Her piece is on display alongside thirty other young artists’ work, to commemorate Holocaust Memorial Day.
Mair explains who inspired her:
“Auguste Spitz was a Jewish immigrant from Vienna who came to Guernsey on the 30th of August 1937 at the age of 36. Before Guernsey was occupied, she registered as a Jew.
In April 1942, she and two other Jewish women from Guernsey were deported to France. They stayed in Laval and then in July 1942 were loaded into cattle trucks and transported to Auschwitz. Sadly, she did not survive the war and died in the camp.
I created this piece as a way to commemorate her life and the horrors she lived through and died in.”
She describes the techniques she used:
“I used the method of transferring to use her registration form as a background and I have embroidered her registration number over her name.
I used a biro to lightly draw her face over the form as a way to represent the memory of what her life should have been and was like before the war.”
Head of History at The Ladies’ College, Mrs Henderson, says the students were passionate about the work:
“We are extremely proud of each student who took on this challenge.
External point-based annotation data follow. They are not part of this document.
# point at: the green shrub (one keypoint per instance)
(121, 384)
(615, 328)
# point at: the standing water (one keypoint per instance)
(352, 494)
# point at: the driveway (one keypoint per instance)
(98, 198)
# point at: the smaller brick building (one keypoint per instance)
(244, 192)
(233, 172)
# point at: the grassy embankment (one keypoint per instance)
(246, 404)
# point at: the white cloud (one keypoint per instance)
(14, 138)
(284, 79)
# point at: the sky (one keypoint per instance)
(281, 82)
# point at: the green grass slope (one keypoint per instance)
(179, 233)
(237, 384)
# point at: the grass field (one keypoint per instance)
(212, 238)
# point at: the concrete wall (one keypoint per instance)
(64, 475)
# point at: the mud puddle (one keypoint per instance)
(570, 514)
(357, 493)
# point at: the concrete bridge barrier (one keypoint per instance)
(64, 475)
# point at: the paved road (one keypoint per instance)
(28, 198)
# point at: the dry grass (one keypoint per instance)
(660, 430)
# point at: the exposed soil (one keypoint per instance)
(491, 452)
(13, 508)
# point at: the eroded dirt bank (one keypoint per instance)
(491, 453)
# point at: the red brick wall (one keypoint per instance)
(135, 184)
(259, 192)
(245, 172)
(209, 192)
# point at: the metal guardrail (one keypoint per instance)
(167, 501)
There is a huge amount of research needed for these projects and we are mesmerised by how they creatively approached their work.
We congratulate Mair on her success in the competition.
Her artwork has even been featured in The Jewish Chronicle, The European Jewish Congress and The Jerusalem Post.”
A famous Photographer, Rankin, was a part of the judging panel.
He explains why this exhibit is important:
“Not only does the competition nurture the creative talent of young people, but it also continues to introduce the importance of Holocaust Memorial Day to a whole new generation.”
The digital exhibition can be viewed on the Holocaust Memorial Day Trust’s website.